Another way is by collaborating with institutions. We just signed an agreement with the New York Academy of Art to create a private-labeled app for them.

We have meetings with major international hotel groups to create private label apps for their hotels that will allow them to capitalize on a viral social push from their guests. Just think of the number of photos vacationers take. This will help them retain their customer loyalty and also potentially capture future customers since the app will have a message that the photo was sent using the hotel’s app.

So the opportunity is there for corporations where there is a fit to have their own app?

For not-for-profit institutions, we will share the net profits so the app becomes a great fundraising opportunity.

The hotels and other corporate entities buy coupons from us, hand them to their guests in a nice brochure, and the guests can log on to the iPhone store or the Droid store, tap in the code, and receive access to the app, which will be private labeled for that institution. But the business model has cash flow coming to us from the coupon sales to the institutions. It will basically become an advertising and social marketing business.

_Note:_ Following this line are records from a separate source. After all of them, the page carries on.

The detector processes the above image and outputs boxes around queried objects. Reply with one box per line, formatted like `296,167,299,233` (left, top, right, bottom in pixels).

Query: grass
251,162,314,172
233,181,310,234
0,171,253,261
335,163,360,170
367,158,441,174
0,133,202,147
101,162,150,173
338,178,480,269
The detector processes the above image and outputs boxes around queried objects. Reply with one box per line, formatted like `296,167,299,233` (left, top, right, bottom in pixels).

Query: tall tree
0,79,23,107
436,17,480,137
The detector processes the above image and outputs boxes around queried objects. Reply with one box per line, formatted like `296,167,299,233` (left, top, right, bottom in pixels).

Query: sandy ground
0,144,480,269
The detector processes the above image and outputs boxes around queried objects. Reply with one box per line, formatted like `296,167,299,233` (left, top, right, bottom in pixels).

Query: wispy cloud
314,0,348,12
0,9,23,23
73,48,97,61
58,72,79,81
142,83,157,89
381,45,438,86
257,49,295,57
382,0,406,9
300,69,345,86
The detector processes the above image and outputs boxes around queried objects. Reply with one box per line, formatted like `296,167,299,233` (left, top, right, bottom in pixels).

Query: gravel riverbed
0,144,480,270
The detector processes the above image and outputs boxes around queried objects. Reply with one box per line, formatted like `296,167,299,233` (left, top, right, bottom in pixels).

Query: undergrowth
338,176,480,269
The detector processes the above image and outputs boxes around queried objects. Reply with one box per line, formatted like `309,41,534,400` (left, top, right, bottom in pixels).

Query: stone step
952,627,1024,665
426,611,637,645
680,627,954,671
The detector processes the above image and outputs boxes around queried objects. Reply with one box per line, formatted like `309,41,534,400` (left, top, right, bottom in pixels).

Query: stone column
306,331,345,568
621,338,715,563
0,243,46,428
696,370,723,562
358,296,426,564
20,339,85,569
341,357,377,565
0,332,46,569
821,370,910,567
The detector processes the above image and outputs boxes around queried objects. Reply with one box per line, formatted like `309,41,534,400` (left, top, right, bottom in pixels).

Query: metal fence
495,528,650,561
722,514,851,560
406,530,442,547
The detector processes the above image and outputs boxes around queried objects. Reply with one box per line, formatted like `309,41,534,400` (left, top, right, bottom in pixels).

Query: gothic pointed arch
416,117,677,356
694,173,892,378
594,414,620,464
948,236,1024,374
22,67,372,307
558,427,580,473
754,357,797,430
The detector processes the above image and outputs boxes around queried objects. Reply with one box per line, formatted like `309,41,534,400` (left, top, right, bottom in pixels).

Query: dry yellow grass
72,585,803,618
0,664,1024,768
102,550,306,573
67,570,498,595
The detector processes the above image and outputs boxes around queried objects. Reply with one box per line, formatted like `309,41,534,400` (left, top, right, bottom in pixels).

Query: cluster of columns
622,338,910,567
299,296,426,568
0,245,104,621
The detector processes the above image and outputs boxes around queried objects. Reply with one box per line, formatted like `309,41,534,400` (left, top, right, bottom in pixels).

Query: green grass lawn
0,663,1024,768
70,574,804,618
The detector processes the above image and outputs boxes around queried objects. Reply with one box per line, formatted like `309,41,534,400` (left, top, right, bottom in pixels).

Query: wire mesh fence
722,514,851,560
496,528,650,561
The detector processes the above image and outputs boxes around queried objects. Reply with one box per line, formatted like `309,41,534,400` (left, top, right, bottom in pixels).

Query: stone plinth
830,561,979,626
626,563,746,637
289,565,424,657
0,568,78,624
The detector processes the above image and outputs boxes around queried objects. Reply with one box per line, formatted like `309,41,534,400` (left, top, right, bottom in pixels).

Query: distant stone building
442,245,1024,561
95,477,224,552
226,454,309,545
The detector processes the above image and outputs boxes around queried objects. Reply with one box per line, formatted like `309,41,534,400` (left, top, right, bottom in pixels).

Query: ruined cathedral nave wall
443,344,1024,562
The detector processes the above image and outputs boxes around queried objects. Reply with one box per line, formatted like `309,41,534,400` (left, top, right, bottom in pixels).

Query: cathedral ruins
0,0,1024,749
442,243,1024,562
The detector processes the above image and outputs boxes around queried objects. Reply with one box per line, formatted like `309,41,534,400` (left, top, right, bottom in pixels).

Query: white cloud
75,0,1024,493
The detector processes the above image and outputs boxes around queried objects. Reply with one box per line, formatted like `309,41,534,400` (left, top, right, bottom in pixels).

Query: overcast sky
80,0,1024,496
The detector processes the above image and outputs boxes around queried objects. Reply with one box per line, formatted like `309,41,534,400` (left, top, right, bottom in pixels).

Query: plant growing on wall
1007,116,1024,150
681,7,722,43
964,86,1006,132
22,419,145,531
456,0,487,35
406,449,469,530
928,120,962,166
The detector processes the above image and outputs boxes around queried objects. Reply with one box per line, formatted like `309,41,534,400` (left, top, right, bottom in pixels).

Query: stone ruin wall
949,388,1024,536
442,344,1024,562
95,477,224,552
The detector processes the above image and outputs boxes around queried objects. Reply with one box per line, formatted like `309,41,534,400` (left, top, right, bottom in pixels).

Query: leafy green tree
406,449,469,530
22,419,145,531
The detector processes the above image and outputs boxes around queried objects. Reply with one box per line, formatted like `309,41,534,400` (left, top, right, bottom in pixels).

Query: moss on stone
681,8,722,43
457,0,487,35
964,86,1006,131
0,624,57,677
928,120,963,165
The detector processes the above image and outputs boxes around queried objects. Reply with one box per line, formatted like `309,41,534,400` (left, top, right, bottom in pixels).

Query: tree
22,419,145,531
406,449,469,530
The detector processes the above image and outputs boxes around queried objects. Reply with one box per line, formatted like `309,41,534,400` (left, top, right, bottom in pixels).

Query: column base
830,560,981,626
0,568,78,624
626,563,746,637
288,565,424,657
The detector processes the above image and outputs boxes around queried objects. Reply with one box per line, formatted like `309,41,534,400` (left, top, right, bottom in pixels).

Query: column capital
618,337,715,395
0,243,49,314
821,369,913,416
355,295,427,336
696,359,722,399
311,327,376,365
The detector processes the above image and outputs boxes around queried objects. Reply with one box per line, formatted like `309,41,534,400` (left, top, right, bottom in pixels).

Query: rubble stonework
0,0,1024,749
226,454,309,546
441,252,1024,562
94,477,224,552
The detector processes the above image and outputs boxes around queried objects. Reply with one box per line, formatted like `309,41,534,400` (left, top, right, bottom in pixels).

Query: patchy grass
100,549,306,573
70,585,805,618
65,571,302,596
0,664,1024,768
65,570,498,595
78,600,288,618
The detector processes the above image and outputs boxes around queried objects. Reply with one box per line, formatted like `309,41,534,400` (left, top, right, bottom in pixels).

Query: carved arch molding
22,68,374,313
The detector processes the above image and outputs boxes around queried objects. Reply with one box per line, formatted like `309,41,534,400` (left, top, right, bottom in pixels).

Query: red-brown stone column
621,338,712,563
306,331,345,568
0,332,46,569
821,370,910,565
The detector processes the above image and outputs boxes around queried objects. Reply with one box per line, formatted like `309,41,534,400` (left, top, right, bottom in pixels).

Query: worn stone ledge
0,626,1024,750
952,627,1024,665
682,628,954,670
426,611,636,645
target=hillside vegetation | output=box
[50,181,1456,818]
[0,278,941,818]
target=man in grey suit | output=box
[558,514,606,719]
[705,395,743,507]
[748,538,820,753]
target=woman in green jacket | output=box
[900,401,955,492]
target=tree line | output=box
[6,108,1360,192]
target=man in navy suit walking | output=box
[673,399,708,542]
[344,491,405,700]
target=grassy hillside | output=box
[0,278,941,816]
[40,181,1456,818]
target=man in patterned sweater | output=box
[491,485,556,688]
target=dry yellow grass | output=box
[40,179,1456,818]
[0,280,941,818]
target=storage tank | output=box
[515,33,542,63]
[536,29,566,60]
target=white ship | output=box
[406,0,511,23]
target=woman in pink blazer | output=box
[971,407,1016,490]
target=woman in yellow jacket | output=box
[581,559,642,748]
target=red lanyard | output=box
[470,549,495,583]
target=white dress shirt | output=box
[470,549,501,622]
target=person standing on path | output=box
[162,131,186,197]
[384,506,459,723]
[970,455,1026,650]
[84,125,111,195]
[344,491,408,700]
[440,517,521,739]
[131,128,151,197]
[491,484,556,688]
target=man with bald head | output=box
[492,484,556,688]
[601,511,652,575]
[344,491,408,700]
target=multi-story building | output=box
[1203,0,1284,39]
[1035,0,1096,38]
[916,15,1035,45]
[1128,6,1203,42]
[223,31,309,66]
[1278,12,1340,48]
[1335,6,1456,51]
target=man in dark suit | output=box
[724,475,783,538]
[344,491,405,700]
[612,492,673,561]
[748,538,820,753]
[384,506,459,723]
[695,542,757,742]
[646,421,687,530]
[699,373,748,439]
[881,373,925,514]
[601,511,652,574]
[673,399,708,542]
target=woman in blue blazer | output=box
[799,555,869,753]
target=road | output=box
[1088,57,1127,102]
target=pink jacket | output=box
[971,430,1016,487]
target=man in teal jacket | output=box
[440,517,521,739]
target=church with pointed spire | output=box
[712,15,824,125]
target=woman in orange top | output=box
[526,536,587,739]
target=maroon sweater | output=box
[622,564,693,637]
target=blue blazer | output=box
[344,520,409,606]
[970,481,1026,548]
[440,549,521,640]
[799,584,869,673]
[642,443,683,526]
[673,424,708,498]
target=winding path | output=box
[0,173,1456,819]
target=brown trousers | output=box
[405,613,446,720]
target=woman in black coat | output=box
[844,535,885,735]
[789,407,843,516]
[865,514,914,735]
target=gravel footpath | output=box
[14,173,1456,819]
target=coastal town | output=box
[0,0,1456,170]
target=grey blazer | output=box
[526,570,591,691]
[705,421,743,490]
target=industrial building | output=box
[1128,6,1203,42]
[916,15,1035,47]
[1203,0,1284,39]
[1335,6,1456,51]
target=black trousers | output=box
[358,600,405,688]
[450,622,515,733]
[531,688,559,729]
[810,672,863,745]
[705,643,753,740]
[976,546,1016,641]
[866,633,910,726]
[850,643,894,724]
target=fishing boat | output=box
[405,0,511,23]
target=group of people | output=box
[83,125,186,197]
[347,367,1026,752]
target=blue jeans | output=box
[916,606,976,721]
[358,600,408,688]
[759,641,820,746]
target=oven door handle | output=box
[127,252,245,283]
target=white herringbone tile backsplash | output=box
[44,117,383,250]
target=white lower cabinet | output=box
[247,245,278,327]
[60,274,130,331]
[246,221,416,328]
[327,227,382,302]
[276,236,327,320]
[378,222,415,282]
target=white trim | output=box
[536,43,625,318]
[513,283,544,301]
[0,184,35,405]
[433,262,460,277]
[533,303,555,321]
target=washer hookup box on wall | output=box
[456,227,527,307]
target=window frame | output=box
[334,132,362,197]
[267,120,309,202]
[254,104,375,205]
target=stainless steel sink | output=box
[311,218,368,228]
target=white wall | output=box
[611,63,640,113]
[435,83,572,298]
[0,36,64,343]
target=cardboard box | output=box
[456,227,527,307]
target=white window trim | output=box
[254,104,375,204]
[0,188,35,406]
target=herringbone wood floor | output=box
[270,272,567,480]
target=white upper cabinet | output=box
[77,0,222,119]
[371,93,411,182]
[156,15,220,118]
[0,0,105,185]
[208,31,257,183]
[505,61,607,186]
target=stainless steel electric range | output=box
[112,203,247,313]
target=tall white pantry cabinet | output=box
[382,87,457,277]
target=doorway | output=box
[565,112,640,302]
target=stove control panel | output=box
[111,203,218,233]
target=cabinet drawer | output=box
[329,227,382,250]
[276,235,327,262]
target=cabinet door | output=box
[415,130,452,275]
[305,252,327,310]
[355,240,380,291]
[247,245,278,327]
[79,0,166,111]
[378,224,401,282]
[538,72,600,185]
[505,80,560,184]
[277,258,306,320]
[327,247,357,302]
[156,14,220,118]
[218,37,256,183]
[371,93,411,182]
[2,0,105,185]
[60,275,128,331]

Where does your five-year plan take you?

We are working on brand development that will allow for line extensions into mass markets; ideally working on a branded line of frames for Target or Walmart. In addition, we are taking our high-end lines and expanding globally while increasing the scope of products: frames, doors, window frames – all things hand carved. And the final element is the virtual digital market using the Web, Smartphones, iPads, etc. Together, this brand expansion will cover the marketplace from high-end to generic with quality Wilner products.